Leave aside his plea to God ‘ to grant us more politicians who are genuinely disturbed by the state of society, the people, the lives of the poor’ – a prayer unanswered by the Deity for centuries – the Pope’s ‘Evangeliia Gadium’, his manifesto released today, is a withering attack on capitalism and its dire consequences for humanity. His heart-felt critique seems to reflect in part his recent meeting with the Dominican friar, Gustavo Gutterriez,, a pioneer of liberation theology in Latin America in the 1960’s and 70’s or perhaps I exaggerate. I suspect Ivan Illich and Paolo Freire, icons for many within youth and community work, would be impressed by the Pope’s forthright views.
“As long as the problems of the poor are not radically resolved by rejecting the absolute autonomy of markets and financial speculation and by attacking the structural causes of inequality, no solution will be found for the world’s problems or, for that matter, to any problems.”
“Some people continue to defend trickle-down theories which assume that economic growth, encouraged by a free market, will inevitably succeed in bringing about greater justice and inclusiveness in the world. This opinion, which has never been confirmed by the facts, expresses a crude and naïve trust in the goodness of those wielding economic power and in the sacralized workings of the prevailing economic system.”
“We have created new idols. The worship of the ancient golden calf has returned in a new and ruthless guise in the idolatry of money and the dictatorship of an impersonal economy lacking a truly human purpose. The worldwide crisis affecting finance and the economy lays bare their imbalances and, above all, their lack of real concern for human beings; man is reduced to one of his needs alone: consumption.”
“The thirst for power and possessions knows no limits. In this system, which tends to devour everything which stands in the way of increased profits, whatever is fragile, like the environment, is defenseless before the interests of a deified market, which become the only rule.”
“Such an economy kills. How can it be that it is not a news item when an elderly homeless person dies of exposure, but it is news when the stock market loses two points? This is a case of exclusion. Can we continue to stand by when food is thrown away while people are starving?
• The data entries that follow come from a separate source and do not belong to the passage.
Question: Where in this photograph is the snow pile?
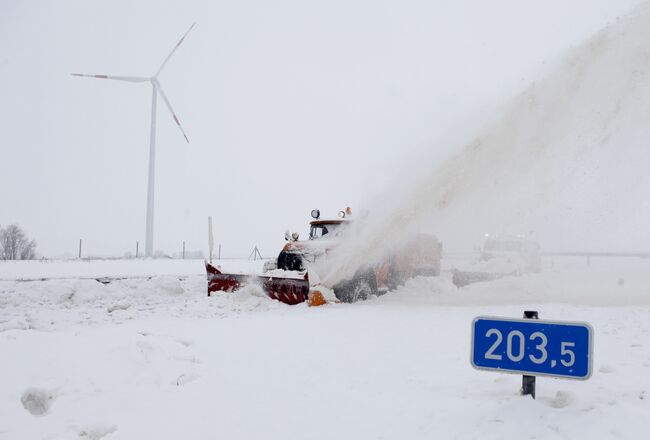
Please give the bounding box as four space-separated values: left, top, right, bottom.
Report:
0 276 287 332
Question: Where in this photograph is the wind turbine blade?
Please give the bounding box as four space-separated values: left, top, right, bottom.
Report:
155 22 196 76
72 73 150 82
156 85 190 144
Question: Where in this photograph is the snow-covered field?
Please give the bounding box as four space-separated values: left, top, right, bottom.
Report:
0 258 650 439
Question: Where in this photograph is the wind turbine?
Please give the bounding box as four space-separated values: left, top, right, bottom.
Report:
72 22 196 257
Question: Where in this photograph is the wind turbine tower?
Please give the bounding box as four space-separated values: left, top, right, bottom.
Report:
72 23 196 257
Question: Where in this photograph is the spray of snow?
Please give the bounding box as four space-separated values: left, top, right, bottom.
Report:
323 3 650 285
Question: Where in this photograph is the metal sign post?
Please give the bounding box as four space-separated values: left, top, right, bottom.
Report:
521 310 539 399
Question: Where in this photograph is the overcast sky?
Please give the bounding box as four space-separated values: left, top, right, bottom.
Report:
0 0 638 257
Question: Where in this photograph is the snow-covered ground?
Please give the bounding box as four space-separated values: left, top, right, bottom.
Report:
0 257 650 439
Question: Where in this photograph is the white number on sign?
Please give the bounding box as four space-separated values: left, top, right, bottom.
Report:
506 330 526 362
560 342 576 367
528 332 548 364
485 328 503 361
485 328 560 367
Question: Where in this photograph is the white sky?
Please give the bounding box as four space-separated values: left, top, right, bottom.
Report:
0 0 638 257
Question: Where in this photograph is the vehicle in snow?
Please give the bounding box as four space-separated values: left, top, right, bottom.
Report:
452 234 542 287
206 208 442 304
This is a case of inequality. Today everything comes under the laws of competition and the survival of the fittest, where the powerful feed upon the powerless. As a consequence, masses of people find themselves excluded and marginalized: without work, without possibilities, without any means of escape.”
Given the remarkable renaissance of faith-based youth work in recent years I’m bound to ask, ‘what is the response of Christian youth workers, in particular, to the Pope’s passionate and pointed words?’ Forget your sectarian differences, will his confrontational ‘Joy of the Gospel’ be taken up in discussions with young people?
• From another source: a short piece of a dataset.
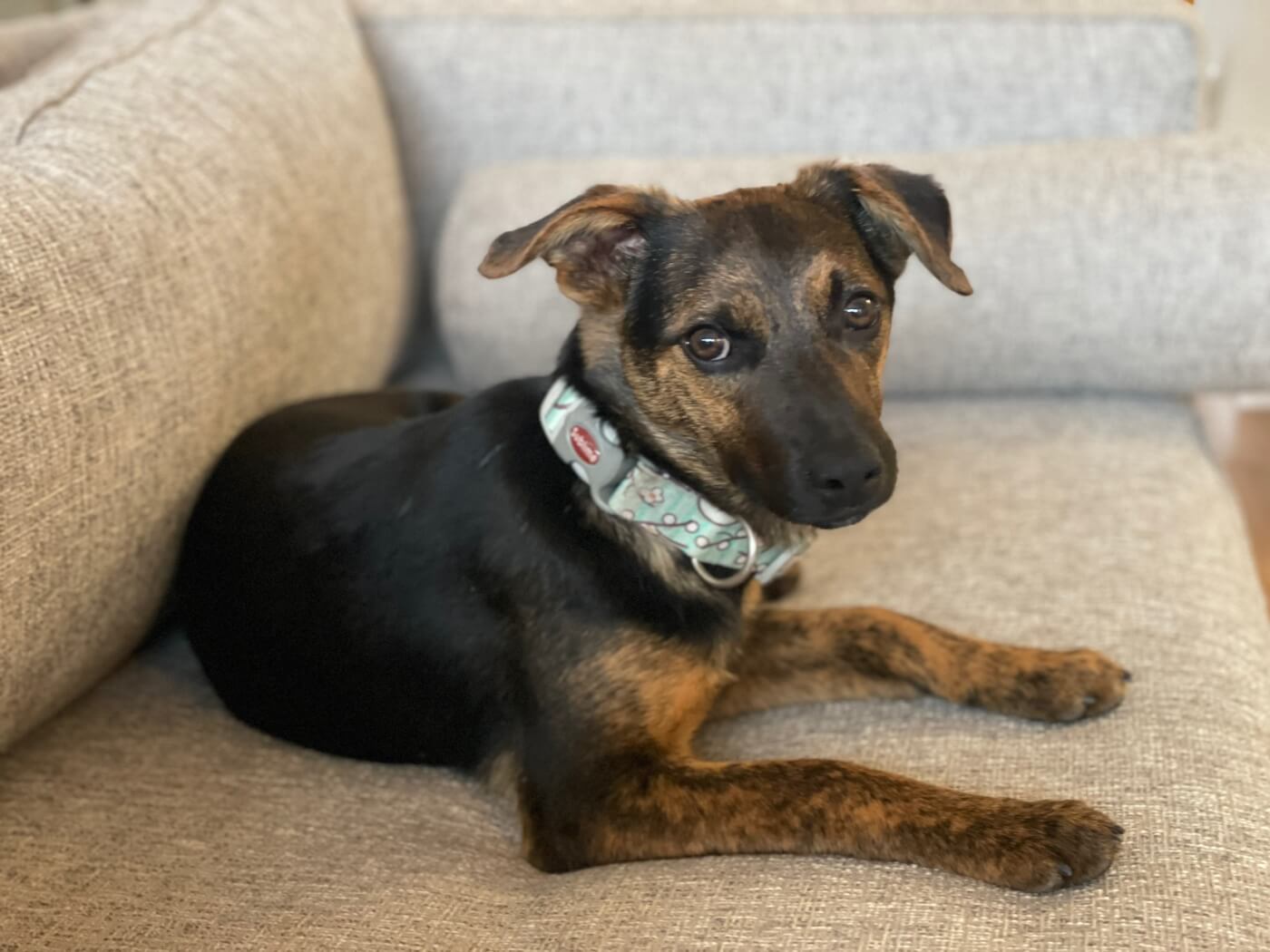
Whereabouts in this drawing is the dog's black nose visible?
[807,453,883,508]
As an irreconcilable atheist I can but applaud his courage and integrity. Bravo and solidarity with Brother Francis – an injury to one is indeed an injury to all.
La Lutta Continua!
It is a fascinating development, not least considering that his immediate predecessor Ratzinger, very much still alive and in retirement was the papal boot boy who went into South America, declared liberation theology as heresy and purged the church of it’s adherents and practitioners. They are fine words… but will the actions follow? The kingdom is not achieved by fine words alone but in action… “understanding, reading or speculating do not make a theologian, but living, or rather dying and being damned.” says Luther, a not insignificant figure of liberating theology. Bonhöffer described this sacrifice as a willingness to be “a spoke in the wheels of injustice” not simply a bystander who bandages the wounds of those who experience the effects.
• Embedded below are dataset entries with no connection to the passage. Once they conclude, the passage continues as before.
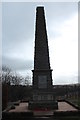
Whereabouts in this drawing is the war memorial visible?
[29,7,58,109]
[2,6,80,120]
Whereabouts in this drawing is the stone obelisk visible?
[29,7,57,109]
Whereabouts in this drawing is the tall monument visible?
[29,7,57,109]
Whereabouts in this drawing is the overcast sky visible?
[2,2,78,84]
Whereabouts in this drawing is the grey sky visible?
[2,2,78,84]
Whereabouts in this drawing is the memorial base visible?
[28,101,58,110]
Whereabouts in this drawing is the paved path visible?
[56,102,77,111]
[9,102,77,115]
Of course you are right. The test will be how the rhetoric is translated into practice as is ever the case. For the moment though I let myself be caught up in the pleasure of hearing a Pope speak in this vein. And indeed the task of turning words into practice, of being spokes in the wheels of injustice, falls to us all, whatever our faith.
And I am genuinely interested to see how this call is taken up within faith-based youth work.